为MySQL选择数据类型? [英] Choosing data type for MySQL?

查看:73
本文介绍了为MySQL选择数据类型?的处理方法,对大家解决问题具有一定的参考价值,需要的朋友们下面随着小编来一起学习吧!

问题描述

我已经研究和阅读了几天的SQL数据类型(我知道...我知道,那不是很长),而我难以掌握的事情之一就是如何选择最好的方法.数据类型,以实现可扩展性,效率和易于访问.

I have been researching and reading about SQL data types for a few days now (I know... I know, that's not very long) and one of the things that is hard for me to grasp is how to pick the best data type for expandability, efficiency, and ease of access.

我认为直接选择基本数据类型(即int与varchar)非常简单,但是如何在blob和文本类型之间进行选择.

I think it's pretty straight forward how to choose basic Data Types (i.e. int vs varchar) but how do you choose between things like blob and text type.

MySQL手册页很棒,但不是我们的计算机爱好者所喜欢的...高效.

The MySQL man pages are great but they are not what we computer geeks love... efficient.

我认为,如果我们可以汇编MySQL数据类型的列表,每种数据类型的一般优缺点以及何时选择该数据类型,那将是很棒的事情.

I think it would be awesome if we could compile a list of the MySQL data types, the general advantages/disadvantages of each and when it would make sense to choose that data type.

推荐答案

MySQL字符串类型有两种变体:一种不带字符集标签,而另一种带字符集标签.

MySQL string types come in two variants: One without a character set label and one with a character set label.

固定长度的字符串,其末尾用空格填充,为CHAR(n).没有字符集标签的匹配类型为BINARY(n).将字符串"hello"存储在CHAR(255) CHARSET utf8中将占用765个字节(字符串以空格填充为完整长度,存储为utf8,在最坏的情况下,每3个字符的空间使用会分配3 * 255字节).

A fixed length string, padded with spaces at the end, is CHAR(n). The matching type that has no character set label is BINARY(n). Storing the string "hello" in a CHAR(255) CHARSET utf8 will take 765 bytes (string padded with spaces to full length, stored as utf8 which as a worst case space usage of 3 bytes/character allocates 3*255 bytes).

具有一个或两个长度字节并且没有填充的可变长度字符串是VARCHAR((n).没有字符集标签的匹配类型是VARBINARY(n).将字符串"hello"存储在VARCHAR(255) CHARSET utf8中将占用6个字节(1个长度字节加5个字节的实际文本).以相同类型存储字符串クリス将占用10个字节(1个长度字节加3个字符,每个字符用3个字节表示).

A variable length string with one or two length bytes and no padding is VARCHAR((n). The matching type that has no character set label is VARBINARY(n). Storing the string "hello" in a VARCHAR(255) CHARSET utf8 will take 6 bytes (1 length byte plus 5 bytes for the actual text). Storing the string クリス in the same type will take 10 bytes (1 length byte plus 3 characters using 3 bytes per character to represent them).

mysql> select hex('クリス'), length(hex('クリス'))/2 as bytes;
+--------------------+--------+
| hex('クリス')      | bytes  |
+--------------------+--------+
| E382AFE383AAE382B9 | 9.0000 |
+--------------------+--------+
1 row in set (0.02 sec)

具有1个,2个,3个或4个长度字节的可变长度字符串是TINYTEXT,TEXT,MEDIUMTEXT和LARGETEXT.没有字符集标签的匹配类型为TINYBLOB,BLOB,MEDIUMBLOB和LARGEBLOB.
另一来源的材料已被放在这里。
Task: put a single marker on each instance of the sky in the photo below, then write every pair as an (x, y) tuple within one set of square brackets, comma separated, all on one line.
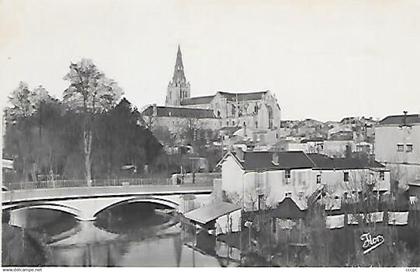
[(322, 59)]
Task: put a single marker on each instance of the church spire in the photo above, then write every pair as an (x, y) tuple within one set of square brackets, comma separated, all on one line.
[(178, 88), (179, 76)]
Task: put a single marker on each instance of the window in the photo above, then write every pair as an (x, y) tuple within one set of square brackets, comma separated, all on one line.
[(287, 174), (274, 224), (409, 148), (260, 202), (346, 176), (382, 175)]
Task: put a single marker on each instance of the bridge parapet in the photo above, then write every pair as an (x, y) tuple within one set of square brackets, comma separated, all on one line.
[(95, 183)]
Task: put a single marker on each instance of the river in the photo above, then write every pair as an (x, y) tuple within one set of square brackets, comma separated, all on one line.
[(129, 235)]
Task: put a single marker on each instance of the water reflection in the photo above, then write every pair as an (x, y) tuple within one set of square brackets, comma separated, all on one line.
[(136, 234)]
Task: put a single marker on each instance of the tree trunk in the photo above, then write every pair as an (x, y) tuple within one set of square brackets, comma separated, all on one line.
[(87, 142)]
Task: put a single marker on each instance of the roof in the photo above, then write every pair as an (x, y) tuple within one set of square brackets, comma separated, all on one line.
[(211, 212), (243, 96), (317, 139), (399, 119), (327, 163), (163, 111), (263, 160), (197, 100), (414, 183)]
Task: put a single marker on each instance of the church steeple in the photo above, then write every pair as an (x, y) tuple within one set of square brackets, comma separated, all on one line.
[(179, 76), (178, 88)]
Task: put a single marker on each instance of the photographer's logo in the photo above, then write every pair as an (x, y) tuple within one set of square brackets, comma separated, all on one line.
[(370, 242)]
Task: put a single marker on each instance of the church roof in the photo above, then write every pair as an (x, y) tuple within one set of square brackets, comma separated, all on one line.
[(163, 111), (243, 96), (197, 100)]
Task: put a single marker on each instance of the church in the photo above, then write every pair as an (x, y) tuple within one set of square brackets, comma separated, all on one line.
[(255, 112)]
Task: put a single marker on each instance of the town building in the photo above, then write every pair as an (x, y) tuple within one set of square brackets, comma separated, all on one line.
[(258, 112), (261, 180), (397, 145)]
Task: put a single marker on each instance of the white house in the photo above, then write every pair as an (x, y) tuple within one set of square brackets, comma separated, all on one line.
[(261, 180), (397, 145)]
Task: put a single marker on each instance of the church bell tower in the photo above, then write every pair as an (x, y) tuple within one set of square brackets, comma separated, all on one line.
[(178, 88)]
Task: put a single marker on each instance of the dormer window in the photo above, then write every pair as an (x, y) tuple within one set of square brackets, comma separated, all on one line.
[(346, 176), (287, 173), (382, 175), (275, 159), (409, 148)]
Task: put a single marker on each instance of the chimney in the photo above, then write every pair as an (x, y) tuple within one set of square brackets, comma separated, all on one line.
[(154, 110), (275, 158), (239, 153), (405, 118)]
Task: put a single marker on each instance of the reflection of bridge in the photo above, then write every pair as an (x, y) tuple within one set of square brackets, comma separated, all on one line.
[(85, 203)]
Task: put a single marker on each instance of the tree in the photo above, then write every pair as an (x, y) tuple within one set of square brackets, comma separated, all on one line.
[(22, 103), (90, 92)]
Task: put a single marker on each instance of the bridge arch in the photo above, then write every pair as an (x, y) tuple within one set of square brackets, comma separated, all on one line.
[(166, 202), (44, 205), (88, 209)]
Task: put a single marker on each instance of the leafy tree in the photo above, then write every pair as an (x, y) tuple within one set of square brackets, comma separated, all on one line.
[(90, 92)]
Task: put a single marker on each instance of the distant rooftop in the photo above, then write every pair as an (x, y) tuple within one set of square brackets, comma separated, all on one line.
[(328, 163), (399, 119), (243, 96), (263, 160), (197, 100)]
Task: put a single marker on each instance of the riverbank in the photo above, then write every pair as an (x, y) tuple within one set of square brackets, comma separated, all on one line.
[(22, 248)]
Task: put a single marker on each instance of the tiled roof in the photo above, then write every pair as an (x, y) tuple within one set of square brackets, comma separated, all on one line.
[(399, 119), (211, 212), (243, 96), (263, 160), (197, 100), (327, 163), (181, 112)]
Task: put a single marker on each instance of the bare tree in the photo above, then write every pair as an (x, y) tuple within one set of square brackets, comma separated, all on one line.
[(90, 92)]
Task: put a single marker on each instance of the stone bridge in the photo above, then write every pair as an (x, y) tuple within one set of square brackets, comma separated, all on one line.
[(85, 203)]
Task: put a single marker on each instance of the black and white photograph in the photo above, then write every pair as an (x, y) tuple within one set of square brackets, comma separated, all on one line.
[(213, 133)]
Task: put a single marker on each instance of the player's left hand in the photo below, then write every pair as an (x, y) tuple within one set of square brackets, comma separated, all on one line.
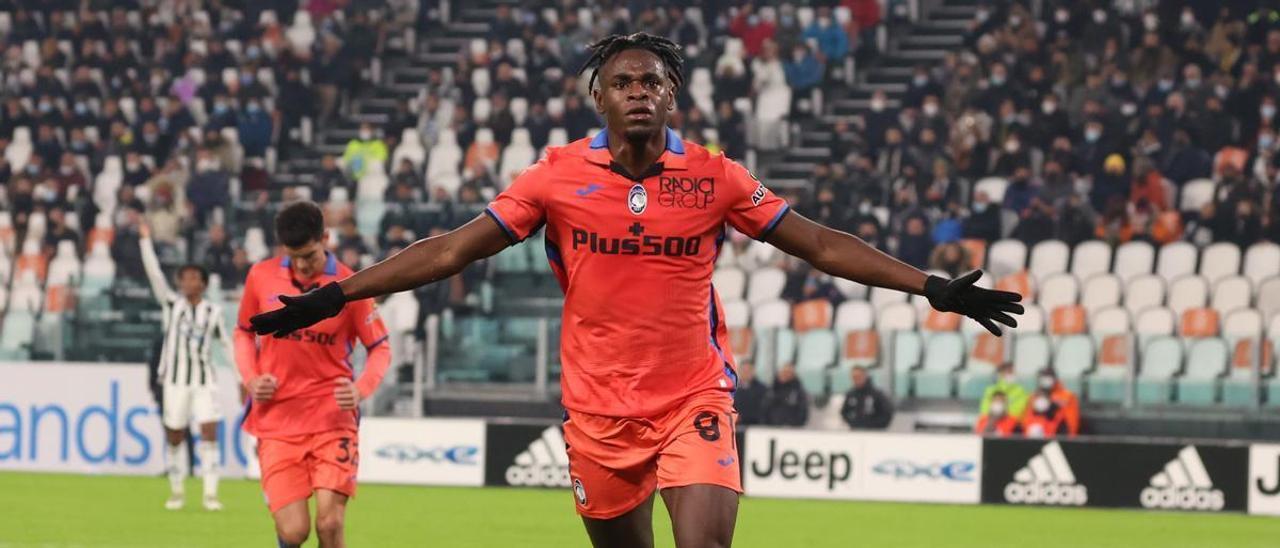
[(347, 394), (986, 306), (301, 311)]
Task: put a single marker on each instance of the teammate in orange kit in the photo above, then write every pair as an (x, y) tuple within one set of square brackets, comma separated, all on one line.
[(304, 409), (635, 218)]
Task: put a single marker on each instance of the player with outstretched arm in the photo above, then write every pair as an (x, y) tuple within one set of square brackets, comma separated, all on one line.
[(305, 398), (635, 218)]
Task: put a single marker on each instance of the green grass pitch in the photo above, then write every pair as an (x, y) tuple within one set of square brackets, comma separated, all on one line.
[(48, 510)]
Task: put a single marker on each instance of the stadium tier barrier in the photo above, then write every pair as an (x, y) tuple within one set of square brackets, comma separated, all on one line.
[(106, 423)]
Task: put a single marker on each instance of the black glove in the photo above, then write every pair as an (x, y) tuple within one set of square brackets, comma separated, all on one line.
[(301, 311), (963, 297)]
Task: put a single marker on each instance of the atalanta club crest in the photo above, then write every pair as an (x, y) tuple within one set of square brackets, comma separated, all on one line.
[(638, 199)]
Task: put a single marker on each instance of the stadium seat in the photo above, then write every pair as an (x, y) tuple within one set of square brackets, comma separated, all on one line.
[(1089, 257), (1230, 293), (443, 163), (854, 315), (1048, 257), (1020, 283), (730, 283), (1032, 319), (516, 156), (816, 354), (557, 136), (737, 314), (1006, 256), (1059, 290), (1196, 193), (1176, 260), (1206, 362), (771, 314), (1109, 322), (1261, 261), (1220, 260), (812, 314), (31, 260), (1134, 259), (1197, 323), (1269, 298), (995, 188), (942, 356), (1156, 320), (481, 155), (1161, 360), (766, 284), (850, 290), (19, 329), (906, 350), (410, 149), (1188, 292), (882, 297), (1073, 357), (1101, 291), (1143, 292), (895, 318), (986, 352), (1242, 330)]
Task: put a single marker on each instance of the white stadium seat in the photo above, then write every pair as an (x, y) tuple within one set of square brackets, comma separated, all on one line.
[(1091, 257), (1220, 260)]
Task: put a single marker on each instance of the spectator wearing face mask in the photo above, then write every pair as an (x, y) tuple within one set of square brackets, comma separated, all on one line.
[(787, 402), (362, 150), (749, 396), (996, 419), (1043, 418), (1006, 384), (865, 407), (1065, 400)]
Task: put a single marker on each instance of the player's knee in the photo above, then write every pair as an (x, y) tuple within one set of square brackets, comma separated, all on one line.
[(292, 534), (329, 524)]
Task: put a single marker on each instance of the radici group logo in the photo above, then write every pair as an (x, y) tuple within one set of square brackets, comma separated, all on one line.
[(1047, 479), (1183, 484)]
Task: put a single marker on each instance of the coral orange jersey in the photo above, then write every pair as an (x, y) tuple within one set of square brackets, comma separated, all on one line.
[(307, 362), (643, 328)]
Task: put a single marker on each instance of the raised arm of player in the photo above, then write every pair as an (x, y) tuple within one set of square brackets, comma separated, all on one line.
[(160, 288), (512, 217), (846, 256), (762, 214)]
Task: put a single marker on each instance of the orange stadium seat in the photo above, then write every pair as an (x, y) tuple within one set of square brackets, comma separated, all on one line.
[(813, 314), (1200, 323), (1066, 320)]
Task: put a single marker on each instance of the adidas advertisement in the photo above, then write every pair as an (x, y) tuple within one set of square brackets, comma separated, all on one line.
[(1139, 475), (525, 455)]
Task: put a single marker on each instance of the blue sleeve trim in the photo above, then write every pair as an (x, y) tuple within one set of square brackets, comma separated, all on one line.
[(511, 236), (768, 229)]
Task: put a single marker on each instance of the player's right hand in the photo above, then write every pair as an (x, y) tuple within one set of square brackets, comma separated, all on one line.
[(263, 388), (301, 311)]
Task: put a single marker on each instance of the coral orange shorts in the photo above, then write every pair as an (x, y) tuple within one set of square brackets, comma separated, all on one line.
[(297, 465), (616, 462)]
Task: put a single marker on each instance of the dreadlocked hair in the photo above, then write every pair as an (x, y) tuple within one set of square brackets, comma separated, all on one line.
[(607, 48)]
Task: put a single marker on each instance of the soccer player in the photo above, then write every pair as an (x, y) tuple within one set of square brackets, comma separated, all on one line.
[(634, 222), (188, 386), (305, 398)]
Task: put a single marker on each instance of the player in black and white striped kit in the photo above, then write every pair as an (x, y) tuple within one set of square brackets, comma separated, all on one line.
[(192, 325)]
A variable length string with one, two, three or four length bytes is TINYTEXT, TEXT, MEDIUMTEXT and LARGETEXT. The matching types that have no character set label are TINYBLOB, BLOB, MEDIUMBLOB and LARGEBLOB.

类似于TEXT/BLOB的类型与类似于VARCHAR/VARBINARY的类型在数据的存储方式和存储方式上有所不同,请参见

A TEXT/BLOB-like type differs from a VARCHAR/VARBINARY-like type in how and where the data is stored, see http://www.mysqlperformanceblog.com/2010/02/09/blob-storage-in-innodb/ for details on how TEXT/BLOB-like types are stored in InnoDB depending on version and ROW_FORMAT settings. For performance reasons, you want a recent version of InnoDB and "Barracuda"-Format tables.

除非您在服务器端构造复杂且占用大量内存的变通办法,否则MySQL无法处理任何大于max_allowed_pa​​cket(默认值:1M)大小的数据.这进一步限制了使用类似TEXT/BLOB的类型可以执行的操作,并且通常使LARGETEXT/LARGEBLOB类型在默认配置下无效.

MySQL is incapable of working with any data that is larger than max_allowed_packet (default: 1M) in size, unless you construct complicated and memory intense workarounds at the server side. This further restricts what can be done with TEXT/BLOB-like types, and generally makes the LARGETEXT/LARGEBLOB type useless in a default configuration.

对于没有字符集标签的类型(BINARY,VARBINARY和%BLOB%),MySQL将接受接收到的数据并将其写入磁盘.对于带有字符集标签的类型,MySQL将查看您通过SET NAMES声明为服务器客户端字符集的内容以及定义的列是什么字符集标签.然后它将从连接字符集转换为列字符集并写入转换后的数据.您可以使用HEX()函数进行检查,例如SELECT HEX(str) FROM t WHERE id = ....

For types without a character set label (BINARY, VARBINARY and %BLOB%), MySQL will accept the data as received and write it to disk. For types with a character set label, MySQL will look at what you announced as your clients character set to the server with SET NAMES and what is the columns defined character set label. It will then convert from the connection character set to the column character set and write the converted data. You can check that with the HEX() function, e.g. SELECT HEX(str) FROM t WHERE id = ....

检索时,使用SET NAMES声明的连接字符集可能与写入时的字符集有所不同. MySQL将再次针对为此连接宣布的字符集检查列字符集标签,并在必要时将其转换为连接字符集.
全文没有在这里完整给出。